# Licorice, Pepper, and girls



## moustress (Sep 25, 2009)

Pepper's and Licorice's young girls are now about five weeks old.


----------



## Bridgette Rena (Jan 28, 2011)

Awww. Hehe, egg cartons are so much fun. :lol:


----------



## moustress (Sep 25, 2009)

Yes, it's hard to resist taking pix of the fun! Especially as it's the first 'toy' these girls have had, and I'm glad I didn't wait another day as it already looks like aspen mixed with paper bedding instead of an egg carton sitting on aspen.


----------



## minibears (Jul 30, 2010)

so sweet


----------



## mira_uk (Jan 7, 2011)

That last picture is just too cute  
It makes me want more meeces!


----------



## moustress (Sep 25, 2009)




----------



## icedmice (Oct 4, 2009)

You got blazes!

I've got a real soft spot for blazed animals.
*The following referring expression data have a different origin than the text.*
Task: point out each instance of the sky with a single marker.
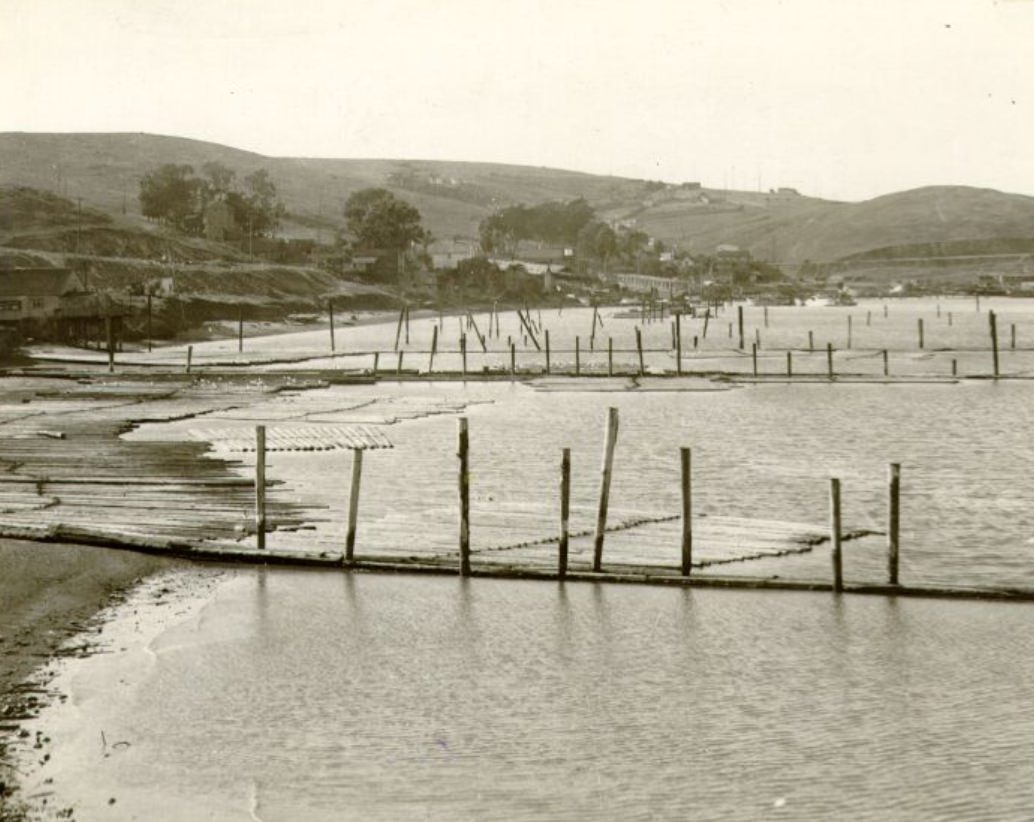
(845, 99)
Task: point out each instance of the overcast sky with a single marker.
(840, 98)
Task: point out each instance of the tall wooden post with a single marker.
(464, 500)
(687, 512)
(893, 520)
(398, 328)
(994, 339)
(110, 332)
(678, 343)
(357, 472)
(834, 534)
(261, 486)
(330, 312)
(605, 474)
(561, 567)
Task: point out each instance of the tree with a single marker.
(170, 194)
(377, 219)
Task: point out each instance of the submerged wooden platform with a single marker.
(614, 574)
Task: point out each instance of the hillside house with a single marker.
(38, 294)
(449, 253)
(219, 223)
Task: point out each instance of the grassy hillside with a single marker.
(454, 196)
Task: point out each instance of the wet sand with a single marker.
(48, 594)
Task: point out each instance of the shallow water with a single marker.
(318, 696)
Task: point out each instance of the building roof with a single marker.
(38, 282)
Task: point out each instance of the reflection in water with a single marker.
(443, 698)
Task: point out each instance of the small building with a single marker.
(449, 253)
(220, 226)
(37, 294)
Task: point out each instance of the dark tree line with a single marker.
(175, 195)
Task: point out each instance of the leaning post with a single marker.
(561, 568)
(893, 520)
(834, 534)
(261, 486)
(687, 512)
(605, 474)
(464, 500)
(357, 470)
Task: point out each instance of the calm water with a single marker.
(318, 696)
(314, 696)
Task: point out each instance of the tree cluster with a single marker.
(377, 219)
(175, 195)
(555, 222)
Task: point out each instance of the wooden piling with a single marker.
(605, 474)
(834, 535)
(561, 565)
(357, 472)
(993, 321)
(893, 520)
(110, 332)
(261, 486)
(330, 313)
(687, 512)
(464, 499)
(678, 344)
(398, 328)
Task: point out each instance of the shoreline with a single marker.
(52, 594)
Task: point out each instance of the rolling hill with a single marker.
(103, 170)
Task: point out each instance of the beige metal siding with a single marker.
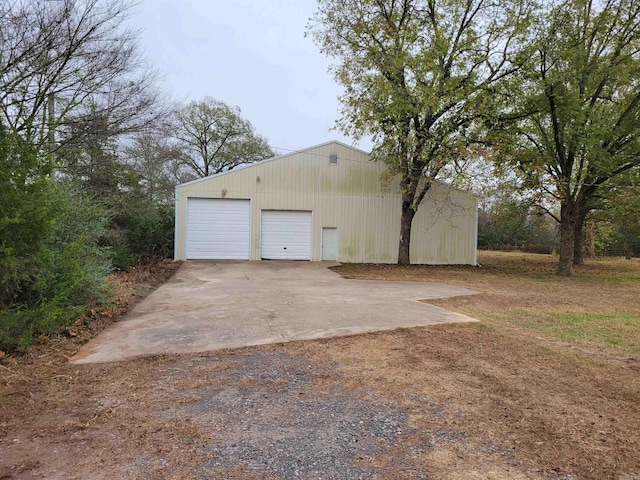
(348, 196)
I'm so dissapointed my tri was a chimera, I must smuggle some if I ever come over. 
I'll make little bra compartments and store one in each boob  .....sounds like a plan  .


----------



## racingmouse (Jan 12, 2011)

Hooray for cardboard egg boxes! :lol: Don`t know what we`d do without them! Very cute mice there moustress.


----------



## zany_toon (Apr 3, 2010)

That first picture is adorable :lol:


----------